Galaxy Statistics in Pencil-beam Surveys at High Redshifts

TL;DR

This paper investigates how the elongated pencil-beam survey geometry at high redshifts influences galaxy abundance and clustering measurements, revealing significant deviations from linear theory predictions through cosmological simulations.

Contribution

It provides a detailed analysis of the impact of survey geometry on galaxy statistics at high redshifts using cosmological N-body simulations, highlighting deviations from traditional analytic models.

Findings

Probability distribution of galaxy abundance is skewed toward low values.

Variance in galaxy counts exceeds Poisson predictions over certain luminosity ranges.

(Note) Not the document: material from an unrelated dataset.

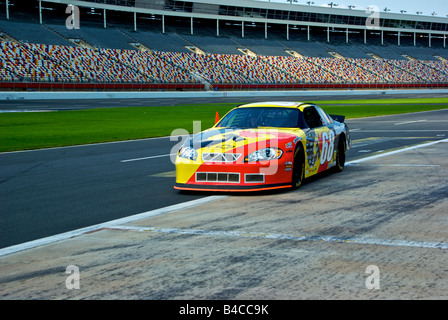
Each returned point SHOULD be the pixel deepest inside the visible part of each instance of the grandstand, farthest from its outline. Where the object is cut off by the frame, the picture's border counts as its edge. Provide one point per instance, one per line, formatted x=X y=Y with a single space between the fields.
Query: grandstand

LAE power spectrum is flatter than linear theory forecasts.

Abstract

Surveys of faint galaxies at high redshifts often result in a "pencil-beam" geometry that is much longer along the line-of-sight than across the sky. We explore the effects of this geometry on the abundance and clustering of Lyman-break galaxies (LBGs) and Lyman-alpha emitters (LAEs) in current and future surveys based on cosmological N-body simulations which adequately describe the nonlinear growth of structure on small scales and compare to linear theory. We find that the probability distribution of the LBG abundance is skewed toward low values since the narrow transverse dimension of the survey is more likely to probe underdense regions. Over a range that spans 1--2 orders of magnitude in galaxy luminosities, the variance in the number of objects differs from the commonly used analytic prediction and is not dominated by Poisson noise. Additionally, nonlinear bias on small scales results in a one-dimensional power spectrum of LAEs using a James Webb Space Telescope field-of-view that is relatively flat, markedly different from the expectation of linear perturbation theory. We discuss how these results may affect attempts to measure the UV background at high redshifts, estimate the relationship between halo mass and galaxy luminosity, and probe reionization by measuring the power-modulating effect of ionized regions.